Research Focus
Protein synthesis and ribosome biogenesis of pathogenic microbes and structure-based drug design
Protein synthesis or translation is a vital cellular process that occurs on the ribosome in all cells. It is one of the most energy-consuming cellular processes, which consumes nearly half of the cell's energy, and ~40% of known antibiotics inhibit specific steps of bacterial protein synthesis. A detailed knowledge of the ribosome structure, function, and assembly of pathogenic: bacteria, fungi, and protozoa would reveal the species-specific unique features of their translation machinery, which could be endeavored as a potential drug target. We apply structural biology tools: cryo- electron microscopy (Cryo- EM) and X-ray crystallography with molecular biology and biochemistry techniques, as well as structure - based drug design approaches.
Translation regulation in Mycobacterium tuberculosis (Mtb)
Mtb is the causative agent of tuberculosis (TB), one of the most deadly bacterial diseases which remains a major health threat to human race. The MTb becomes dormant, nonreplicating, and phenotypically drug-resistant when it encounters multiple stresses within the host macrophage. This condition is known as latent tuberculosis infection (LTBI) or dormancy. LTBI affects about one-third of the world’s population, with ~10% of those infected developing acute TB infection. During latent TB infection, the nonreplicating persistent mycobacteria slow down all cellular processes, including protein synthesis, making the ribosome - targeting antibiotics less effective in treating tuberculosis. Therefore, the latent Mtb infection serves as a reservoir for TB spread. Our goal is to elucidate the unique features of mycobacterial protein synthesis during dormancy for structure - based inhibitor design.
Protein synthesis in Entamoeba histolytica
Entamoeba histolytica is an anaerobic parasite responsible for amebiasis, an intestinal infection that results in bloody diarrhea and liver abscesses. Amoebiasis is more predominant in tropical areas with poor sanitation conditions, including India. Therefore, amoebiasis puts a huge economic burden on our country. We aim to determine the high - resolution cryo - EM structure of E. histolytica ribosome and identify protozoan - specific unique aspects of its protein synthesis machinery.

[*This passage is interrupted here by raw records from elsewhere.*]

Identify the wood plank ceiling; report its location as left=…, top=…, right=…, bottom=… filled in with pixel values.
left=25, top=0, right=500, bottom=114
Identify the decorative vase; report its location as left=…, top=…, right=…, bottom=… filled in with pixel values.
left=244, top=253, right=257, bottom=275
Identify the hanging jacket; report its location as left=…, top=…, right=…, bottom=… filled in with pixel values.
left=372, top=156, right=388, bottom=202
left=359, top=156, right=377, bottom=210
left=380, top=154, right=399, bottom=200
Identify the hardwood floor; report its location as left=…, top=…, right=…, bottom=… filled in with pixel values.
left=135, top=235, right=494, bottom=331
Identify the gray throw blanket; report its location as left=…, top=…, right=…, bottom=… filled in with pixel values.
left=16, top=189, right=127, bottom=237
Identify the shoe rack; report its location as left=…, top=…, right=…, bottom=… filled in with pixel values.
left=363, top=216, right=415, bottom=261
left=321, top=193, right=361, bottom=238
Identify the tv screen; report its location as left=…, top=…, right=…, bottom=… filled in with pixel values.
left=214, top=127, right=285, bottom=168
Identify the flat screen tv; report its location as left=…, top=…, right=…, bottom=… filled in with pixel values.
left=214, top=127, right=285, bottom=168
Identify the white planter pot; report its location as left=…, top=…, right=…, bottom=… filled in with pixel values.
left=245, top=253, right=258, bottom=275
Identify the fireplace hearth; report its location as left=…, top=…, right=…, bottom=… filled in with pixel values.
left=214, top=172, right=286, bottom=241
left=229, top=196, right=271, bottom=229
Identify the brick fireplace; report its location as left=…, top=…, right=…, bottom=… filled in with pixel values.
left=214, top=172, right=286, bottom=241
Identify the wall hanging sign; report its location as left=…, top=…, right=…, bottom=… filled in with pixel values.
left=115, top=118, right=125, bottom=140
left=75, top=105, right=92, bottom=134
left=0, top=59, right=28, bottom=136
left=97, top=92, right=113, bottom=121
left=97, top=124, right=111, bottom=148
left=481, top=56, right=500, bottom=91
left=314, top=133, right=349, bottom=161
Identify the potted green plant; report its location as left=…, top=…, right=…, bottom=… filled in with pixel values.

Exploits these unique features to design protozoan specific inhibitors using a structure - based drug design approach.
Ribosome biogenesis
The ribosomes are the ribonucleoprotein (RNP) complexes of mega Dalton (MDa) sizes that decodes mRNA into protein. Each ribosome comprises two subunits, a large subunit (LSU), which harbors peptidyl transferase centre (PTC) where peptide bond formation takes place, and a small subunit (SSU), on which the decoding of mRNA sequence occurs. Both subunits, LSU and SSU, join to form a functional 70S or 80S ribosome. Ribosome biogenesis involves synthesizing, processing, and modifying individual components: rRNAs and ribosomal proteins (RPs), and their assembly. Defects in ribosome assembly, the ribosomopathy, are associated with various diseases such as cancer, age-related degenerative diseases and aging. Our goal is to understand the ribosome biogenesis process by depleting the ribosome biogenesis factors and trapping ribosomes in an intermediate stage using cryo - EM.
Cryo-EM
Cryo-EM is a fast-emerging powerful technique in modern biology for solving the structure of biomolecules at near-atomic resolution. It uses very little sample at cold temperature (liquid nitrogen) to visualize the macromolecular complex in its native state without distorting the molecule's structure. Recent advancements in image-processing algorithms and electron detector technology made it possible to achieve atomic resolution. With respect to other techniques, cryo-EM covers a range of biomolecules and sample conditions. The recent cryo-EM structures of complexes with drug molecules have further proven the power of this technique to visualize the binding sites of drug molecules and its application in structure-based drug design.
X-ray crystallography
X-ray crystallography remains the most powerful technique for the determining the molecular and atomic structure of proteins and biological macromolecules over a century. The high-resolution atomic coordinate obtained from the X-ray crystal structure helps to solve the unanswered mystery and provides a platform for elucidating enzyme mechanisms, specificity of protein-ligand interactions, site-directed mutagenesis, and structure-based drug design.